Remollon |
17 gennaio 1819. A Remollon, nelle
Bassi Alpi francesi, Eugenio de Mazenod, con altri dei suoi, predica la
missione popolare. La gente è incantata. Rimane impressa in ognuno l’immagine di
quel missionario pieno di fuoco che, come l’apostolo Paolo, annuncia Cristo e Cristo
Crocifisso, tenendo in mano la croce. Un artigiano del luogo immortale quell’immagine
sbalzandola su un medaglione di alabastro. “È proprio padre de Mazenod come l’ho
conosciuto nella mia giovinezza – scriverà cinquant’anni più tardi il vescovo
Jeancard – proprio come lo ricordo quando predicava le missioni. È il ritratto
più somigliante prima che diventasse vescovo”.
Perché annunciare Cristo Crocifisso?
Perché mostrare la sua croce?
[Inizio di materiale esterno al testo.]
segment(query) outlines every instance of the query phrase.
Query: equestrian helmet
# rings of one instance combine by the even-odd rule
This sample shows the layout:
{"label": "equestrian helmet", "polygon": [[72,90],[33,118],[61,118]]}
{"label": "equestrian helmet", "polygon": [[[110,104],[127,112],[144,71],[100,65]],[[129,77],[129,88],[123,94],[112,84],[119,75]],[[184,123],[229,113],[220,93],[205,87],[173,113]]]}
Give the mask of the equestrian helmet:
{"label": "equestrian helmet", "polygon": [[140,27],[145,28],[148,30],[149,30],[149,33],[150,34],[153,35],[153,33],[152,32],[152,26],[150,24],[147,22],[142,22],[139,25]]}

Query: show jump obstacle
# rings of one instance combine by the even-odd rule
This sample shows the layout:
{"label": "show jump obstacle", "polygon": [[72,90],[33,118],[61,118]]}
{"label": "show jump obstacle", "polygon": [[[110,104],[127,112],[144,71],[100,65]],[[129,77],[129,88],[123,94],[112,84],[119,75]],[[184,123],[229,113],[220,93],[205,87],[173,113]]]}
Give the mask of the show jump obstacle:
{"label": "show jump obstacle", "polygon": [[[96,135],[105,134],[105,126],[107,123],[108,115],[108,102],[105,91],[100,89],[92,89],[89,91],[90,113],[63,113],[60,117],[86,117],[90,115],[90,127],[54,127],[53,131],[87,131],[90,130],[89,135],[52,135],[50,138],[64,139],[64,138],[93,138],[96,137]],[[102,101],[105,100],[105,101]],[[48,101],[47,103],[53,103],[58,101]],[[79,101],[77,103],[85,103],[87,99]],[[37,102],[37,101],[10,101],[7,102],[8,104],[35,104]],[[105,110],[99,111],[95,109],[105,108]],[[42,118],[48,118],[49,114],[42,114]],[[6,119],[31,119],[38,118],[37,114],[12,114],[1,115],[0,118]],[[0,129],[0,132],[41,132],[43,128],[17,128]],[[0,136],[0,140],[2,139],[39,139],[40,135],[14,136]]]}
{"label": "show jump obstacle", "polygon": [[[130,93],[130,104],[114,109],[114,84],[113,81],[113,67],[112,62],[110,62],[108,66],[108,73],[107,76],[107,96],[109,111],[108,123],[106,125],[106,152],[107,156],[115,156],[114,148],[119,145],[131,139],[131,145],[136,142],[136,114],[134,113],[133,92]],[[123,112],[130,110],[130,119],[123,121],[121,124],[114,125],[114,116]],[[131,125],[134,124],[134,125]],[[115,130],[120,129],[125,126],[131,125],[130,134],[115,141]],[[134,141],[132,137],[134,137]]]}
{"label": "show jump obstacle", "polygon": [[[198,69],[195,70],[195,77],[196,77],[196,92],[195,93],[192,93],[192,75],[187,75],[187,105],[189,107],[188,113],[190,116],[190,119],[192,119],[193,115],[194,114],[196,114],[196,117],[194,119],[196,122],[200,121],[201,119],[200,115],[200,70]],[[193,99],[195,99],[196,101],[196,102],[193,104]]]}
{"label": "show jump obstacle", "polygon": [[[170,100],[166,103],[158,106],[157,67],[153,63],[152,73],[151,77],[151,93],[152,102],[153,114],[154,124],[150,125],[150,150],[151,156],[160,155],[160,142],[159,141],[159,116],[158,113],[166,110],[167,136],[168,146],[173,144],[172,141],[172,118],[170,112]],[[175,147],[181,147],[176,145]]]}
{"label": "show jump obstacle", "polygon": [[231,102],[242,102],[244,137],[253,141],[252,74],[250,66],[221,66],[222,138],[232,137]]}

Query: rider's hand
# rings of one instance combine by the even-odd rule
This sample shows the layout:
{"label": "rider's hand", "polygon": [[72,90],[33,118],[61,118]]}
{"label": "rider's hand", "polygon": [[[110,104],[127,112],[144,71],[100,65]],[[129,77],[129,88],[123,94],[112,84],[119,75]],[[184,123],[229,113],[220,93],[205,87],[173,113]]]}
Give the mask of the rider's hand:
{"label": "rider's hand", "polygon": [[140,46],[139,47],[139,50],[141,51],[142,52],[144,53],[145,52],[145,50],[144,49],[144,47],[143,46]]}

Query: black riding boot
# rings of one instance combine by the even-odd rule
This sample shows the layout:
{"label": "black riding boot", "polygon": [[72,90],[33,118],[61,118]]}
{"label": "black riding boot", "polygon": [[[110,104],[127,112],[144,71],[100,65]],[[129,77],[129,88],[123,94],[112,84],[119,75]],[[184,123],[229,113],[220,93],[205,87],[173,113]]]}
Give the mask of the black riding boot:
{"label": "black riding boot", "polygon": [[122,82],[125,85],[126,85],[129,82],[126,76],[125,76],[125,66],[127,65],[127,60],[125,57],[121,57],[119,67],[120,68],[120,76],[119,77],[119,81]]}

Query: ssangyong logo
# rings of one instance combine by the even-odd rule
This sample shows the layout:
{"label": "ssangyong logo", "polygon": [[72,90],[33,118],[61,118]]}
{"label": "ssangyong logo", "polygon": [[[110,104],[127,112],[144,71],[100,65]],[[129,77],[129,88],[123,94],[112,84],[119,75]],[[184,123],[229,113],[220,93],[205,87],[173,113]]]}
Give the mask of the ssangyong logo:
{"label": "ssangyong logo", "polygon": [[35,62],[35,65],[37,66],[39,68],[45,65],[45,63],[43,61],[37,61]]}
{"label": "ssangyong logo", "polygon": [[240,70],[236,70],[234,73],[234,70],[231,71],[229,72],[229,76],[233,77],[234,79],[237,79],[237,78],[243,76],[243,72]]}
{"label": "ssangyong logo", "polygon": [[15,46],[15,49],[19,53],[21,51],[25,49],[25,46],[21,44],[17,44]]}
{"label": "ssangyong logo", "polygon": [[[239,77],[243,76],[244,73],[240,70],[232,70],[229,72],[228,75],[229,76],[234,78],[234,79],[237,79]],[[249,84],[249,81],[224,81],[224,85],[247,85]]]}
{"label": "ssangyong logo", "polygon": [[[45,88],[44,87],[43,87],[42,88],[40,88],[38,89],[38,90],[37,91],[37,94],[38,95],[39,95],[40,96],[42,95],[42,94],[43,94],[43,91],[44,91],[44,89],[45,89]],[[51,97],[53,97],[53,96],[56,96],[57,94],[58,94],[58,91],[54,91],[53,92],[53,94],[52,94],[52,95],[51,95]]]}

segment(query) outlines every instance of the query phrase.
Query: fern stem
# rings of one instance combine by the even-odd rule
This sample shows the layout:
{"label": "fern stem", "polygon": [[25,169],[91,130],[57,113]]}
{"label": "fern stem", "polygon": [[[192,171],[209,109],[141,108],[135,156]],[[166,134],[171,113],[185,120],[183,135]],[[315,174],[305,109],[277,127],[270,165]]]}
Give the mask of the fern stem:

Perché è
il segno dell’amore infinito di Cristo, che ha salvato il mondo non quando
faceva i miracoli, non quando narrava alle folle le sue parabole, ma quando
diede la vita, là sulla croce. “Il
Calvario – scriveva sant’Eugenio ancora da giovane – è il luogo dove il nostro divin Salvatore
porta a compimento l’opera di Redenzione degli uomini". E nella Regola del 1826:
“Predicare, come l’Apostolo, Gesù Cristo, e Gesù Cristo crocifisso… non col
prestigio della parola ma con la manifestazione dello spirito, mostrando cioè
che abbiamo meditato nel nostro cuore le parole che annunciamo e che abbiamo
cominciato a metterle in pratica prima
di accingerci ad insegnare”.
La croce di Gesù è al centro della nostra missione.
La croce di Gesù è al centro della nostra missione.